1789 : “Le huit mars au son de la cloche”, les habitants se sont assemblés dans le cimetière pour rédiger le cahier de doléances de la paroisse. Ils sont une trentaine – des hommes seulement – , dont Jacques Lemor, René Geoffroy, Jacques-François Leprévost, Louis-Etienne Tardif, notaire, et Jean Le Saché, désignés pour porter le cahier à Valognes. Parmi les signataires, il y a des noms qui ont “poussé” jusqu’au XXème siècle: Hamelin, Féron, Le Berger, Le Cacheux, Agnès, Osmond, Fontaine, Anfray… Quand les choses se sont gâtées, à partir de la fin 1791, après l’obligation pour les prêtres de prêter le serment constitutionnel, et la mise en place à Montebourg des prêtres “jureurs”, les vieilles familles ont abandonné leurs fonctions municipales et ont subi parfois des visites domiciliaires. Mais les Montebourgeois ont été plutôt tièdes révolutionnaires: le district de Valognes insiste, par exemple, pour qu’on retire la mention “Vive le Roi” qui orne toujours le draperau de la Garde nationale de Montebourg: nous sommes à l’automne 1793, le Roi avait été déchu depuis plus d’un an et guillotiné six mois auparavant, le 21 janvier.

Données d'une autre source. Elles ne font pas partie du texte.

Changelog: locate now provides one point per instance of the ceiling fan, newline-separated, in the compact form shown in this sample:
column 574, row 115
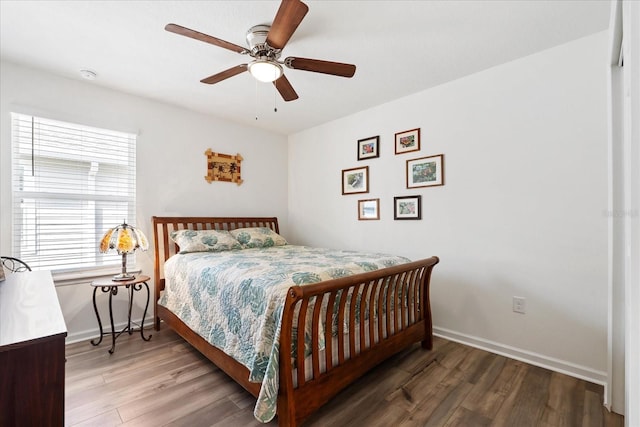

1792-1817 : la destruction de l’abbaye s’étend sur plus d’un quart de siècle. Les propriétaires successifs ont fait disparaître les bâtiments monastiques : le cloître, la salle capitulaire (identifiée comme la chapelle Notre-Dame de l’Etoile, et qui conservait le tombeau de Richard de Reviers et de plusieurs abbés), le dortoir, le réfectoire, les appartements du prieur, et surtout l’église abbatiale, dont la tour a été minée en février 1818, après que Charles de Gerville ait eu le temps de dessiner ce qui restait de l’abbaye (dessins conservés à la Bibliothèque municipale Jacques-Prévert de Cherbourg). Ces bâtiments ont servi de “carrière de pierre”. N’ont été conservés que des bâtiments utilitaires: le logis abbatial édifié dans la première cour en 1701 par l’abbé commendataire de l’époque, Mgr de Carbonnel de Canisy, un autre logis abbatial, plus ancien, construit sous l’abbatiat du cardinal Guillaume d’Estouteville (fin XVe siècle), la double porte (XIVe siècle), le colombier, les bâtiments agricoles et le moulin. Ont été également conservés les murs qui enclosent la vingtaine d’hectares du domaine de l’abbaye. Et l’étang qui servait à la fois de réserve de poisson pour les moines et de reserve d’eau pour actionner la roue du Moulin de l’Enclos.